すっと重心を前に移しながら左足を一歩前にした瞬間、衝撃音と共にその姿が掻き消えた。






数秒後、剣を真正面に振り切ったキリトが、遥か離れた場所に低い姿勢で停止した。



すると、2人のサラマンダーの内、立ち上がりかけていた方の体が赤いエンドフレイムに包まれ、その直後に四散する。小さな残り火が漂っていた。







リーファと空中のサラマンダーが唖然と身守る中、キリトはのそっと立ち上がり、再び剣を構えつつ振り向いた。


突進をいなされたもう1人のサラマンダーは、まだ何が起こったのか理解していないようで、見当違いな方向をきょろきょろ見渡している。
そのサラマンダーに向かって、キリトは容赦なく再びアタックする素振りを見せた。


初動は気負いのないゆらりとした動き。しかし、一歩踏み出した瞬間には、再び大気を揺るがす音と共にキリトの姿が霞んだ。

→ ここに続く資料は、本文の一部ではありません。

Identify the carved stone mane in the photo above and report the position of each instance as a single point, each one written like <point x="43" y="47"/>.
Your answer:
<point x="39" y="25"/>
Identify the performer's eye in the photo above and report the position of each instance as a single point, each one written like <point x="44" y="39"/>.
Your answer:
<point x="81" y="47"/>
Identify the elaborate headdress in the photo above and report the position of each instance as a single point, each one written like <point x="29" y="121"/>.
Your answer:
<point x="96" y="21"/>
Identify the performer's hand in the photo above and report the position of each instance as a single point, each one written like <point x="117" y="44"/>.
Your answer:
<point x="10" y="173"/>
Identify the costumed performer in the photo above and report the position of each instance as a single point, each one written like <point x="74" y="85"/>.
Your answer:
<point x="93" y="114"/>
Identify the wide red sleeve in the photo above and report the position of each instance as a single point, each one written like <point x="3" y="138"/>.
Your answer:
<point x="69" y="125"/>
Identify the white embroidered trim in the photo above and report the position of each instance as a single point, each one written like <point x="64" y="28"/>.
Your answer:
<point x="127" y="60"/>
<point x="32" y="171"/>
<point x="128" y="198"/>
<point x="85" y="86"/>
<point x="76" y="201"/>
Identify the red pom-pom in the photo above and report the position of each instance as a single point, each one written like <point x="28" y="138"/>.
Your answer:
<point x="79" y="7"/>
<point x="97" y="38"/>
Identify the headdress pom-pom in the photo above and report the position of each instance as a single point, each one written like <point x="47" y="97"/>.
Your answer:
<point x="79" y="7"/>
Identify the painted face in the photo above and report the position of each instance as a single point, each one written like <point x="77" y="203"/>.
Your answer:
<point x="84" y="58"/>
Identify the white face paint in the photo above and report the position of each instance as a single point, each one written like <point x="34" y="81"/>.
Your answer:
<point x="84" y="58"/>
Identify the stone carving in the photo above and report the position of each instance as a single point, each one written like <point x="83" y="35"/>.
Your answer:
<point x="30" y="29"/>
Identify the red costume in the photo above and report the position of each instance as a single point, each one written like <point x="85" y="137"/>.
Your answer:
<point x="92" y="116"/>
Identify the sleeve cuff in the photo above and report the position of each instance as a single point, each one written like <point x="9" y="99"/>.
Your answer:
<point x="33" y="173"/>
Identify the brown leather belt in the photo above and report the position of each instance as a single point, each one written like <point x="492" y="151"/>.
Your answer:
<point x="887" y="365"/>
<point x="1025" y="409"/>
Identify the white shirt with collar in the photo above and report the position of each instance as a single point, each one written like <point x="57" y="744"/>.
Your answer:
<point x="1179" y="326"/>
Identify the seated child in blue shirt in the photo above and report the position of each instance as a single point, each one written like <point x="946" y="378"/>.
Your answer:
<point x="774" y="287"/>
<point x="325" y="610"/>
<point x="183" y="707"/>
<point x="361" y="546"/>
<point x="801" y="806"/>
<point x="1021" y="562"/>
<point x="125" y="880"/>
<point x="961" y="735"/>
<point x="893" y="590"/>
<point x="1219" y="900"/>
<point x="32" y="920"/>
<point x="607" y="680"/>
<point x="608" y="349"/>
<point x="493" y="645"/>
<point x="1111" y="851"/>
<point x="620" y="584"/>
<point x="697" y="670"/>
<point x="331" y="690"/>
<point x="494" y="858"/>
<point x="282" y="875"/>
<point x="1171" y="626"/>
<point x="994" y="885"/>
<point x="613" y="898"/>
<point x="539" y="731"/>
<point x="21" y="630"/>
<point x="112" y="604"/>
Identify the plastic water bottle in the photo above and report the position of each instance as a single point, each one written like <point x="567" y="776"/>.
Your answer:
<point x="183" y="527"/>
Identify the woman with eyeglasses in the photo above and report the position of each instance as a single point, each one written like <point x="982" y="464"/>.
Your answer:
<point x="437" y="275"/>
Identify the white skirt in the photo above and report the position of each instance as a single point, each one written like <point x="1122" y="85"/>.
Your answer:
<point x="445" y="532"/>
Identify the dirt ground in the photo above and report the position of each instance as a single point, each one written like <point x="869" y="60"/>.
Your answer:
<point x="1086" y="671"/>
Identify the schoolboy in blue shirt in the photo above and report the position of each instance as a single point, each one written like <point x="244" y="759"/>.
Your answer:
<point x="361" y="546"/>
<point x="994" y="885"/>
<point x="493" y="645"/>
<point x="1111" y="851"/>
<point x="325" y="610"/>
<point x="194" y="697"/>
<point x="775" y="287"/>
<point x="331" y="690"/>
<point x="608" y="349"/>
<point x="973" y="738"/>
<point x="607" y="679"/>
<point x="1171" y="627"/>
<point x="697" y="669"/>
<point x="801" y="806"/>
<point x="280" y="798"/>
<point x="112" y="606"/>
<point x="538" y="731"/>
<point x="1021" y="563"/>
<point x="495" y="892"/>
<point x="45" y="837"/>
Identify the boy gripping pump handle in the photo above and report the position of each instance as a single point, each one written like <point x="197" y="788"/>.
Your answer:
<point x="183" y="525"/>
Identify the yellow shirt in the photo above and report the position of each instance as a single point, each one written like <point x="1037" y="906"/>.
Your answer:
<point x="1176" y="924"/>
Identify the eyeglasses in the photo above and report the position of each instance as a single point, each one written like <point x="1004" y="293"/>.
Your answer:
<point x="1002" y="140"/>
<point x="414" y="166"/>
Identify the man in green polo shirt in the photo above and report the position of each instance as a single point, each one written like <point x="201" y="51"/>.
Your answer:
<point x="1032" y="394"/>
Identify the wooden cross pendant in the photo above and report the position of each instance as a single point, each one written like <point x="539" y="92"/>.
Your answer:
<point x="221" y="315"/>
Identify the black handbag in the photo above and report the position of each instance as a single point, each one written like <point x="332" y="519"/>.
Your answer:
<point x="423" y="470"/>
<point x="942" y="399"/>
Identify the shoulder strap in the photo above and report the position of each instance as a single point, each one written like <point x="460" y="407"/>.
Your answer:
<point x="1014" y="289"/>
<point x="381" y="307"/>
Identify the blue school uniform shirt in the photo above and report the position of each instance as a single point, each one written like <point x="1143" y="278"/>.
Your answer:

剣が下段から跳ね上がり、サラマンダーの胴を分断した。
エフェクトフラッシュが一瞬遅れる。キリトはそのまま数m移動し、剣を高く振り切った姿勢で停まった。
再び死を告げる炎が噴き上がる。そして2人目のサラマンダーも消滅した。






キリトはのんびりとした動作で体を起こし、上空でホバリングしたままのサラマンダーのリーダーを見上げた。

「どうする?あんたも戦う?」

その緊張感のまったくないその言葉に、我に返ったサラマンダーは苦笑した。

「いや、勝てないな、やめておくよ。アイテムを置いていけというなら従う。もうちょっとで魔法スキルが900なんだ、デスペナが惜しい」

「そちらのお姉さん的にはどう? 彼と戦いたいなら邪魔はしないけど」

「あたしもいいわ。今度はきっちり勝つわよ、サラマンダーさん」

「正直、君ともタイマンで勝てる気がしないけどな」

サラマンダーは翅を広げ、去っていった。
















Story12-1 END 
 

 
後書き
Chapter-12からはキリトとシャオンの話が交互に出てきます。

理由は、シャオンの話だけ書いても面白くないからです。
他にも、話が短くなるというのもありますが。


あと、10000PV突破記念の話は……都合上まだ投稿出来ません。
投稿はいずれしますが、まだ出来ないので気長に待っていてください。